Three Data-Backed Concepts Prove Pork’s Place in Convenience
As we’ve seen through our in-depth look at dining out, convenience reigns for consumers. While taste will always heavily influence dining-out decisions, people are often in a hurry and want something simple they can eat on the go.
To see how pork can fit into these occasions, we partnered with our food-industry market research friends over at Datassential. They gauged consumers’ reactions to images and descriptions of three convenient pork dishes, including:
- Crispy Pork Tenderloin Biscuit
- Crispy Pork Tenders
- Grilled Pork Sliders
Here’s what we found:
The Crispy Pork Tenderloin Biscuit generated incredible results, outscoring 97% of all other dishes tested, and 98% of other sandwiches tested for draw. The dish also outscored 95% of all other dishes for frequency and 90% of other dishes for unbranded purchase intent. Despite this simple prep for, the dish outscored 81% of other sandwiches for uniqueness.
Those of us who have spent time in the upper Midwest know all about the majesty that is a pork tenderloin sandwich, and frankly, we’re surprised it hasn’t caught on beyond our favorite local diner or fair.
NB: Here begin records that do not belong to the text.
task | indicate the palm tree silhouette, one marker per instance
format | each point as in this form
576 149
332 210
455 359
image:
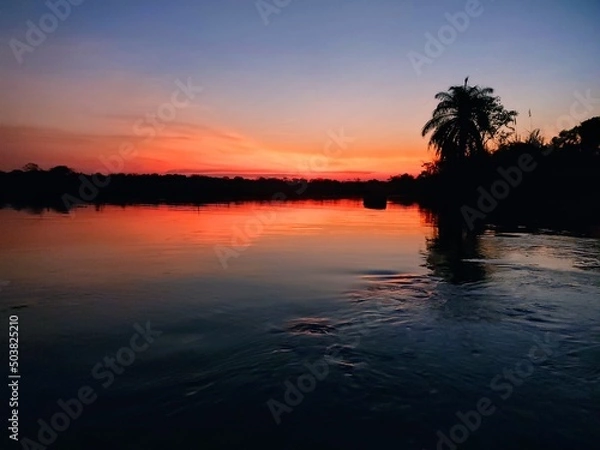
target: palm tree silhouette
465 118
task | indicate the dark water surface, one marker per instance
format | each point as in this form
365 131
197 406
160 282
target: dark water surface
351 328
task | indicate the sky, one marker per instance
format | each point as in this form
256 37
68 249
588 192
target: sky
336 88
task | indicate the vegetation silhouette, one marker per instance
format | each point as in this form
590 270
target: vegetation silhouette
477 176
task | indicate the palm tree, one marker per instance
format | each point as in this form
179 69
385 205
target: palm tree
465 119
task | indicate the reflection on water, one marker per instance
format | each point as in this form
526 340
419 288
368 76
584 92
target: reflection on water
412 318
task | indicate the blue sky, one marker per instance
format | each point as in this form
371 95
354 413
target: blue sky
281 87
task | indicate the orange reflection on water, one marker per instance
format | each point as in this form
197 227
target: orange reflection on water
126 243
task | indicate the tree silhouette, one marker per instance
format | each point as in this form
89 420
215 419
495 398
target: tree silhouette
465 119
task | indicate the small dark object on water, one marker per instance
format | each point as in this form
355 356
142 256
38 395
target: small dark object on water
375 201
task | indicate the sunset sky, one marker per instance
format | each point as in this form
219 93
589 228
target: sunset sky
275 95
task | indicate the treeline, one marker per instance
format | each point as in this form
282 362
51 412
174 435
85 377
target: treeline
62 188
525 181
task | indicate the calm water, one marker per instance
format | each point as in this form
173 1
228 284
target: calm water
406 327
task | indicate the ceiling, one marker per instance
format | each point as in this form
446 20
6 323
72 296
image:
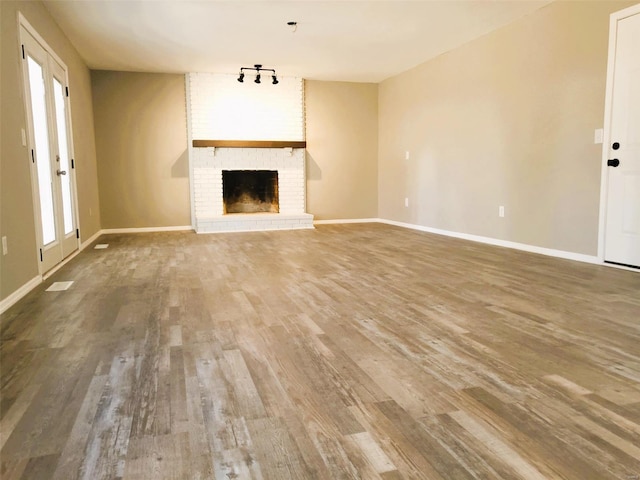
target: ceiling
358 41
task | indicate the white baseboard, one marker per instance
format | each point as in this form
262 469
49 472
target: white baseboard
18 294
346 220
146 229
500 243
90 240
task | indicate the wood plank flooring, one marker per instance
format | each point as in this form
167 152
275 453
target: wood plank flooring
346 352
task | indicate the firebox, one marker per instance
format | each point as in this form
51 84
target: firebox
250 191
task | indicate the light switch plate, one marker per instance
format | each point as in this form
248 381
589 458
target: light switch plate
598 136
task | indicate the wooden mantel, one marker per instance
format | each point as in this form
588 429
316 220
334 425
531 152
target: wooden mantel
250 143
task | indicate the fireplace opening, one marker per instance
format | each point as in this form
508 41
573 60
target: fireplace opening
250 191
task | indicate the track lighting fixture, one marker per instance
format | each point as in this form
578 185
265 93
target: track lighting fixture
258 68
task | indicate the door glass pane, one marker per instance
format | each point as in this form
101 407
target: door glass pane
64 164
41 134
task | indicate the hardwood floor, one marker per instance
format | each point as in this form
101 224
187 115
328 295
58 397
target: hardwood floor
350 351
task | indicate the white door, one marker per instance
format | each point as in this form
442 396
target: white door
622 231
50 151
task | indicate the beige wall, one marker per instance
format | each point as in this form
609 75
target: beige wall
342 143
507 119
16 205
141 140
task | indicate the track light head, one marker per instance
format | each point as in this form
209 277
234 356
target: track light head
258 69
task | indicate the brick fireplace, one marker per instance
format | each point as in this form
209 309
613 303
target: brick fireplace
208 166
237 127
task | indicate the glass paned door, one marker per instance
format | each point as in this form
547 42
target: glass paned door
50 145
41 140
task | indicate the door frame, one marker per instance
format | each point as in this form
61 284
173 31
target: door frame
24 23
608 106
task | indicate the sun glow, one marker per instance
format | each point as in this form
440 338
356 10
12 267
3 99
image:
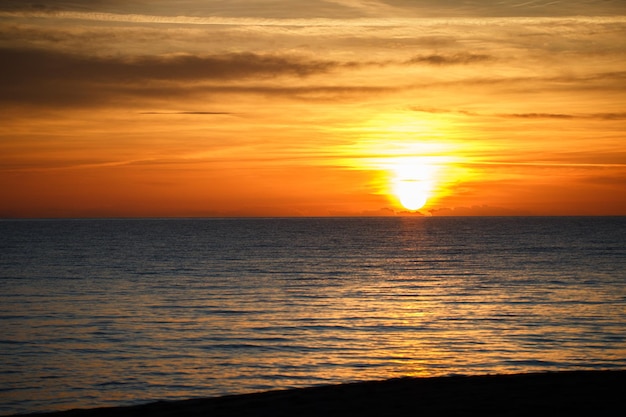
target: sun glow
413 182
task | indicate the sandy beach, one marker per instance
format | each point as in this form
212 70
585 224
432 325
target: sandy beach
558 393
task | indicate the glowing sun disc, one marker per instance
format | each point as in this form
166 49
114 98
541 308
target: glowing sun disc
412 194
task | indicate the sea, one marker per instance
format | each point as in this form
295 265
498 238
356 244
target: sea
115 312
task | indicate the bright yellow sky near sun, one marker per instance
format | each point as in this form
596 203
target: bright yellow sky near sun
312 108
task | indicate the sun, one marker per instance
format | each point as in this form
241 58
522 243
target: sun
412 182
411 194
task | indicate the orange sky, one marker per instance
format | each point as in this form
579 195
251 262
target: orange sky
271 108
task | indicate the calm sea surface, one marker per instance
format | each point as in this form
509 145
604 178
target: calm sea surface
109 312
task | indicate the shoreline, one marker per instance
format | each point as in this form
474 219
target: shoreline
560 393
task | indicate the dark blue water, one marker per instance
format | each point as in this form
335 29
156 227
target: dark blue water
108 312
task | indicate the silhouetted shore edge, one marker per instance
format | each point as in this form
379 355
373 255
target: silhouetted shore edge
557 393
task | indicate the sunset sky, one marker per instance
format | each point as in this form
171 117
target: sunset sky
128 108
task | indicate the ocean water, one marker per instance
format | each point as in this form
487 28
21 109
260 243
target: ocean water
110 312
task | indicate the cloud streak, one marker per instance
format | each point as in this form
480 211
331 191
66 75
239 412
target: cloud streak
453 59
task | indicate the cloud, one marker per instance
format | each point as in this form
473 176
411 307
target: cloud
454 59
530 116
30 76
208 113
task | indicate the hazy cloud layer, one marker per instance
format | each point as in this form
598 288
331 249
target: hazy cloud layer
333 8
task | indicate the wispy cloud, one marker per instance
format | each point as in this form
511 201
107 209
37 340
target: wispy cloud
452 59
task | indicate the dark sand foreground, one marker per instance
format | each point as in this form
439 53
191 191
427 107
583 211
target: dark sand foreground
591 393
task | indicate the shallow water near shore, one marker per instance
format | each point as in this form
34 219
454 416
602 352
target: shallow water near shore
111 312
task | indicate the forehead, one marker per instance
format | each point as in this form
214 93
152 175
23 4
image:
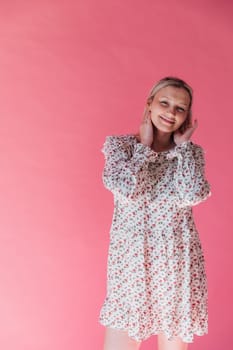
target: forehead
174 93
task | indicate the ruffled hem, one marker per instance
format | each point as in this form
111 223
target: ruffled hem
185 338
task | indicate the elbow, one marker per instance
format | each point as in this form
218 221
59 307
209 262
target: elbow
194 197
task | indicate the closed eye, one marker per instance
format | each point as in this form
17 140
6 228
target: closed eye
180 109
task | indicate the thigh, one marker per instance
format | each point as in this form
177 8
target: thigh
119 340
175 344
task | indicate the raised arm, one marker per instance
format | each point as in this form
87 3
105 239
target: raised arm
191 184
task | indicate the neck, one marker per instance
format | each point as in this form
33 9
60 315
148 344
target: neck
162 140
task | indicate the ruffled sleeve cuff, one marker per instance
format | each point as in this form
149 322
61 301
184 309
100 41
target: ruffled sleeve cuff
181 149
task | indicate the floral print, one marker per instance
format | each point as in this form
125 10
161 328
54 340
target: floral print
156 280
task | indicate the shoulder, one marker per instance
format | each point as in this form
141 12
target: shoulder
119 144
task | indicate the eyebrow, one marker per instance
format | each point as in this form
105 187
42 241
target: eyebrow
181 103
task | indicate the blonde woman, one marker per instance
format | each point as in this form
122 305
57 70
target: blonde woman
156 281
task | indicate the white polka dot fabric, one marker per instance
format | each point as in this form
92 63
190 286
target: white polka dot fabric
156 280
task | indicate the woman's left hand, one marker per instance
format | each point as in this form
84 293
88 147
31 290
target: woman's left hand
180 137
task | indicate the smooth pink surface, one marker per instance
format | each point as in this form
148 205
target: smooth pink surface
71 73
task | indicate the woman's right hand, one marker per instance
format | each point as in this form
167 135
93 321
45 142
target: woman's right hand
146 129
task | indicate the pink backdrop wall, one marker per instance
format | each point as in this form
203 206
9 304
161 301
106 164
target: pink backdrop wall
71 73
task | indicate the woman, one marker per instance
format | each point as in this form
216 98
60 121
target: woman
156 274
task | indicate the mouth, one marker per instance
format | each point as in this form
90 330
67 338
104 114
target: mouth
167 120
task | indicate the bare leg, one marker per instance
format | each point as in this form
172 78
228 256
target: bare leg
119 340
176 344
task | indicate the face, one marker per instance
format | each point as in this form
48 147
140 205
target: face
169 108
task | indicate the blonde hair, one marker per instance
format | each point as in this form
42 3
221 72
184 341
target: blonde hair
170 81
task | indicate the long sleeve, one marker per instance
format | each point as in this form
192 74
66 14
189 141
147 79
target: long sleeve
191 186
126 165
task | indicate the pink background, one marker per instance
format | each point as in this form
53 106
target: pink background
72 72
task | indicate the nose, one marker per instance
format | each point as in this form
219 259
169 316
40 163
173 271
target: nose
171 110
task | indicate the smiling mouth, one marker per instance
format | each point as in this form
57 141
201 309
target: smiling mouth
169 121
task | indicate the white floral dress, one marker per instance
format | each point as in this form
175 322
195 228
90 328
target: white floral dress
156 280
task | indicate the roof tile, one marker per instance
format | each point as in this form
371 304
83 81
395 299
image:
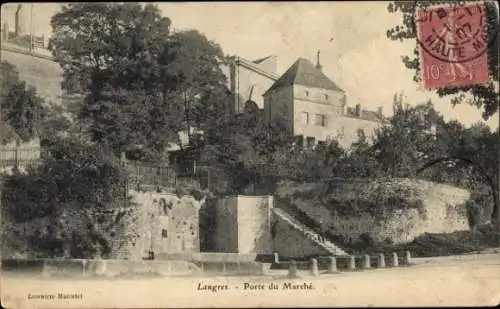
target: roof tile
303 72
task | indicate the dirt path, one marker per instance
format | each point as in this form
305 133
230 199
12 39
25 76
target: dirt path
450 281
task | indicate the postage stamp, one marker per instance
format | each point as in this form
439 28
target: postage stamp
228 155
453 45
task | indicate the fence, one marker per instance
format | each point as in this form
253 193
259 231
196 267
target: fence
20 156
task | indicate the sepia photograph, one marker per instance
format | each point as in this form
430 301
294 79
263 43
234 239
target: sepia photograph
249 154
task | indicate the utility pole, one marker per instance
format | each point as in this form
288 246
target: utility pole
31 28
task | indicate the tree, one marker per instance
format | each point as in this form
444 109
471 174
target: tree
138 80
20 106
485 96
406 139
70 204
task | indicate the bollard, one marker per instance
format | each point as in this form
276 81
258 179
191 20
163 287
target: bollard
366 262
292 270
407 258
314 267
352 263
332 267
84 265
381 260
263 270
395 262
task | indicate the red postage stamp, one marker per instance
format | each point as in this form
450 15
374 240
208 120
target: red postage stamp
453 45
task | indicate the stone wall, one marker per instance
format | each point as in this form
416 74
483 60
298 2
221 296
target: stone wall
242 224
254 224
441 210
226 225
44 74
292 243
165 223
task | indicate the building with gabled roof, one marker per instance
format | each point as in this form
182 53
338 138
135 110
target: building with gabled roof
314 109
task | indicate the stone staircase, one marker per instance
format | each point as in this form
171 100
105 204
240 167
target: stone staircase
309 233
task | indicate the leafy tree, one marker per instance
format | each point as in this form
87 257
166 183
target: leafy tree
484 96
20 106
68 205
138 80
406 139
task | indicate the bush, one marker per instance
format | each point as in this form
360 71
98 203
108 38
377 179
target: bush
64 206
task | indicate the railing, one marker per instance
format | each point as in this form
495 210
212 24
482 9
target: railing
309 233
20 157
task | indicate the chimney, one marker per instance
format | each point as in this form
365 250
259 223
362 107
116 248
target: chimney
358 110
318 64
5 34
17 24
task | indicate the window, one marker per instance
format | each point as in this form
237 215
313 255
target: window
310 142
321 120
305 117
299 141
341 132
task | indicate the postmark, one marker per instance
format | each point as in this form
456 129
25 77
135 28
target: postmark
453 41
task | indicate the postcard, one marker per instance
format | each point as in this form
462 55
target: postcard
249 154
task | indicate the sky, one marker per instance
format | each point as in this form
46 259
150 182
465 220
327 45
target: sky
355 52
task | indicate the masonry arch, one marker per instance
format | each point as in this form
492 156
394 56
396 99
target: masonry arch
478 169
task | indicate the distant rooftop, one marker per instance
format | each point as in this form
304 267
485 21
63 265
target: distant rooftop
303 72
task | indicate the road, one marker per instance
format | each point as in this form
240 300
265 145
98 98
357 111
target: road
470 280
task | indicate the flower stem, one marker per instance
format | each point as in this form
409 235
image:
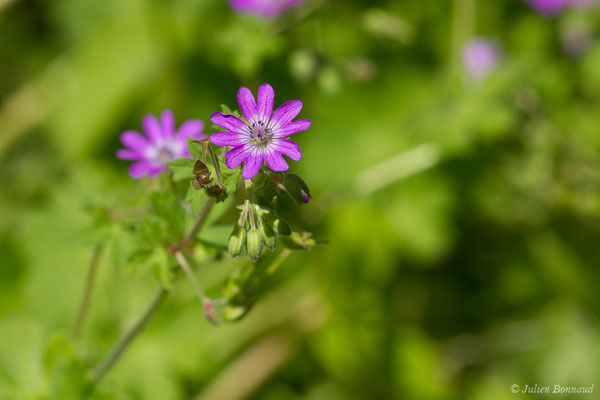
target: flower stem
126 339
157 299
87 291
198 224
188 271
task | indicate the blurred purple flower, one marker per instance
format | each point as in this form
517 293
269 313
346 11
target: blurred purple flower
263 136
555 7
582 3
161 144
549 7
264 8
480 56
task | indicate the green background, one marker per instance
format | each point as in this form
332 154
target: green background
462 216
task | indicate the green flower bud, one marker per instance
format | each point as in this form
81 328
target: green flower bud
237 240
281 227
253 244
235 313
269 238
202 173
296 188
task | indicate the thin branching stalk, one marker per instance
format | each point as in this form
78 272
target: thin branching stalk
87 291
188 271
125 340
159 296
198 224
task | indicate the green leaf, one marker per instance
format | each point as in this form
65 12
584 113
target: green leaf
226 110
182 168
163 271
196 199
230 177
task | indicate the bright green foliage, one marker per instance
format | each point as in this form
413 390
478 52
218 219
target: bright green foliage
462 216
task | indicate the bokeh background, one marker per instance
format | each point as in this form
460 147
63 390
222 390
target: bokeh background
462 212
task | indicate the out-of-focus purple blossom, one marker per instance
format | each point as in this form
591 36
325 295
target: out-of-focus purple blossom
264 136
480 56
554 7
549 7
582 3
162 143
264 8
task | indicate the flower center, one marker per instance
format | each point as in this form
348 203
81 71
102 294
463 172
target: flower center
259 132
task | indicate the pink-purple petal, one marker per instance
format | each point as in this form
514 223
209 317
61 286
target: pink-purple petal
167 120
264 107
228 139
229 122
285 113
289 148
291 128
152 128
156 169
237 155
191 127
252 164
275 160
135 141
247 104
125 154
139 169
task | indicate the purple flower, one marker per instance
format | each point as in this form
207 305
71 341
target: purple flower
264 8
549 7
480 56
582 3
263 136
161 144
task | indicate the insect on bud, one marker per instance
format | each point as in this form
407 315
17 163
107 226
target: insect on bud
253 244
296 188
202 173
237 240
269 238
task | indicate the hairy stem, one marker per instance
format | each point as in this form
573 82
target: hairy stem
87 291
126 339
188 271
198 224
154 304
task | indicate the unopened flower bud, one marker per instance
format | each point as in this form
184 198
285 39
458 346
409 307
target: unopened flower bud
269 238
297 189
253 244
202 173
237 240
281 227
235 312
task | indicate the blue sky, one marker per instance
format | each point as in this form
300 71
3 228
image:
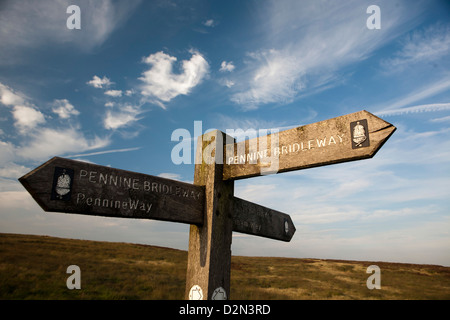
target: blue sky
114 91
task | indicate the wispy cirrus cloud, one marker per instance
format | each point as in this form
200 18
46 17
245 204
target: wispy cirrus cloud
41 135
161 84
31 24
305 44
424 45
98 82
408 103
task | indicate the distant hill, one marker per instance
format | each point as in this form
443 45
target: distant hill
34 267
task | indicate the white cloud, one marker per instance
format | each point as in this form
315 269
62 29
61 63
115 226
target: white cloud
227 66
161 84
98 82
116 120
420 46
103 152
27 118
64 109
305 43
29 24
8 97
13 171
415 109
429 90
114 93
123 117
276 79
48 142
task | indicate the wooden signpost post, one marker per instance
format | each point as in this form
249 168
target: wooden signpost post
208 205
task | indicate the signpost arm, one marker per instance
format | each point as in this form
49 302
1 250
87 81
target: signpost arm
209 256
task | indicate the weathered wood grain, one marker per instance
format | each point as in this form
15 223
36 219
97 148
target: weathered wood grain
318 144
105 191
209 256
254 219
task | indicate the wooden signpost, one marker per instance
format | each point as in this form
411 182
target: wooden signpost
208 205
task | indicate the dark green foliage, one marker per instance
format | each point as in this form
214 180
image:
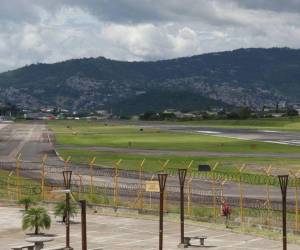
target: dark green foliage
36 218
26 201
60 210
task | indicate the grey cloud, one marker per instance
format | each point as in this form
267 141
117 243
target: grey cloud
48 31
272 5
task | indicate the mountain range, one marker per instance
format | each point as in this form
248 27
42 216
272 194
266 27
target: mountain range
252 77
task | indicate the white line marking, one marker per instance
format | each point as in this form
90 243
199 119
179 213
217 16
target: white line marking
208 132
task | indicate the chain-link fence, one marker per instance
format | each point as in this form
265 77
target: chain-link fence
251 205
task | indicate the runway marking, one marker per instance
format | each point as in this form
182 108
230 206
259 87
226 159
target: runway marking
208 132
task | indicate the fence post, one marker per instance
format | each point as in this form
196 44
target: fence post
91 173
189 210
116 183
8 185
66 163
268 173
80 185
162 178
214 191
241 194
283 181
18 162
163 167
141 192
43 177
182 175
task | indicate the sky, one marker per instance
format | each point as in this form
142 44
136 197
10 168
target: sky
48 31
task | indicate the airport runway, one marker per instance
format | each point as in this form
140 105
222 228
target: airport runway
270 136
33 141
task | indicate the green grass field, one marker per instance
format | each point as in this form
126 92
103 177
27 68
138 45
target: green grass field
96 134
81 134
282 123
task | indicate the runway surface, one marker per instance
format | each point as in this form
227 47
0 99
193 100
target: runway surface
33 141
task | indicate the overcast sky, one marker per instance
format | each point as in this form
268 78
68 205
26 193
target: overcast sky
34 31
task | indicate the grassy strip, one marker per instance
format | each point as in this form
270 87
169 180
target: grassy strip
226 169
9 184
95 134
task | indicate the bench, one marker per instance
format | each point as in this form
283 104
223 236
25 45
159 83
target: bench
20 247
187 240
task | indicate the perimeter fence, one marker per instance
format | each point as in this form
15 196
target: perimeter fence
258 205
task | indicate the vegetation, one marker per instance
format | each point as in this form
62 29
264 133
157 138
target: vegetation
26 201
93 134
60 210
36 218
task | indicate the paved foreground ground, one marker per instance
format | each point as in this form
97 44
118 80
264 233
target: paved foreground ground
114 233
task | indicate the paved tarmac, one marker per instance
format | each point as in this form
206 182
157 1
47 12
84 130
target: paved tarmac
121 233
33 141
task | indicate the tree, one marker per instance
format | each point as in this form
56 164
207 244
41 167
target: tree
60 210
26 201
36 218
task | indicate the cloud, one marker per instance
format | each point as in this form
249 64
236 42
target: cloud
48 31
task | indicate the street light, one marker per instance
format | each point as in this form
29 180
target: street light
182 175
67 181
162 178
283 181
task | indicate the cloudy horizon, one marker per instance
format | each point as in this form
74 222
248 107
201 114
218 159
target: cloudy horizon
33 31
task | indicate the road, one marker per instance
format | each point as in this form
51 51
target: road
33 141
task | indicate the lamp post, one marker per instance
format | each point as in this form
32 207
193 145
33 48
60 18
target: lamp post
67 181
283 181
182 175
162 178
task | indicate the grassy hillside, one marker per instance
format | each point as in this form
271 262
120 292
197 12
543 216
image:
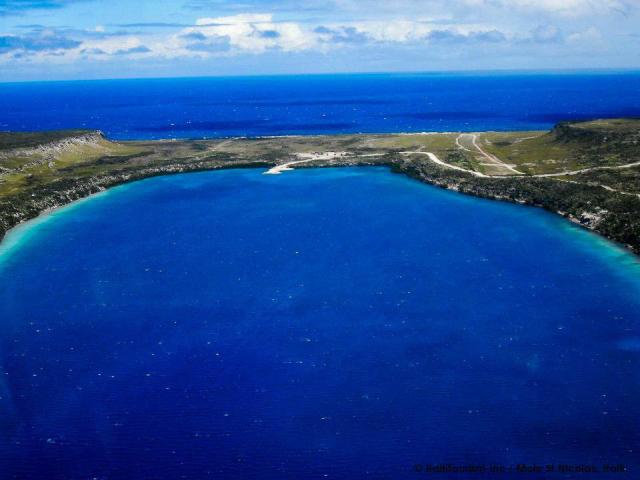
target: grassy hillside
39 171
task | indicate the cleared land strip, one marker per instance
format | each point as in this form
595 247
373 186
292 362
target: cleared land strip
469 143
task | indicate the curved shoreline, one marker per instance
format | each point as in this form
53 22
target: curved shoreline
393 166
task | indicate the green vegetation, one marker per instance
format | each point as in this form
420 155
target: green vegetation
586 171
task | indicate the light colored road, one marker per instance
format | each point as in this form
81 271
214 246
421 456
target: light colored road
434 158
590 169
469 143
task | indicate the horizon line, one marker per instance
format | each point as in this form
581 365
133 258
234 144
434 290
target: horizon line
524 71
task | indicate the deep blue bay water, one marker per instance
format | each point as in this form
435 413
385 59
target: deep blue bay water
320 104
325 323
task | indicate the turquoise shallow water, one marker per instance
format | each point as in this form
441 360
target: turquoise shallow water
337 323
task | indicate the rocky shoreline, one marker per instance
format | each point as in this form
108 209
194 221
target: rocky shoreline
609 214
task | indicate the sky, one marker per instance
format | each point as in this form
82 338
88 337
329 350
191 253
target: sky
90 39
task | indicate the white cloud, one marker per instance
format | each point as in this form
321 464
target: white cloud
252 33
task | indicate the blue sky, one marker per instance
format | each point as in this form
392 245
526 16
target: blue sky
85 39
While the chicken chains cluck on about who has the best chicken sandwich, this tasty pork loin creation – which can be served across all dayparts – will pleasantly surprise operators and diners alike. The data proves that when it comes to sandwiches, pork won’t having diners crying foul.
Although it’s a rather simple concept, the Crispy Pork Tenders managed to outscore 88% of all other dishes for uniqueness and 81% for unbranded purchase intent. They also outscored 73% of other dishes for draw and frequency.
Crispy pork tenders fit the bill from a craveable, grab-and-go C-store staple, to a unique food-truck find, to a fast-casual LTO. They’re an interesting twist on the tenders everyone is used to and may lure in consumers wanting to try something new and different. Plus, they’re great for all ages.
Although they didn’t perform as well as the biscuit or the tenders, the Grilled Pork Sliders still outperformed 68% of all other dishes for uniqueness and 58% of all other dishes for frequency. The sliders also performed well compared to other sandwiches, outscoring 71% of other sandwiches for uniqueness and 62% of other sandwiches for frequency.
While sliders aren’t a new menu option, consumers see pork sliders as both new and interesting. Operators can differentiate their menus by offering pork sliders as an LTO, and can reach consumers wanting a snack or smaller meal. They can also include multiple flavors in a single serving and benefit from variety.
Considering all three concepts were twists on classic dishes rather than entirely new creations, they tested incredibly well. This should tell all restaurant operators in the convenience space that pork can (and likely will) succeed on menus if it’s featured in the right dish.
What pork dishes designed to meet consumers’ need for convenience have you had success with? I’d love to hear more about what’s working.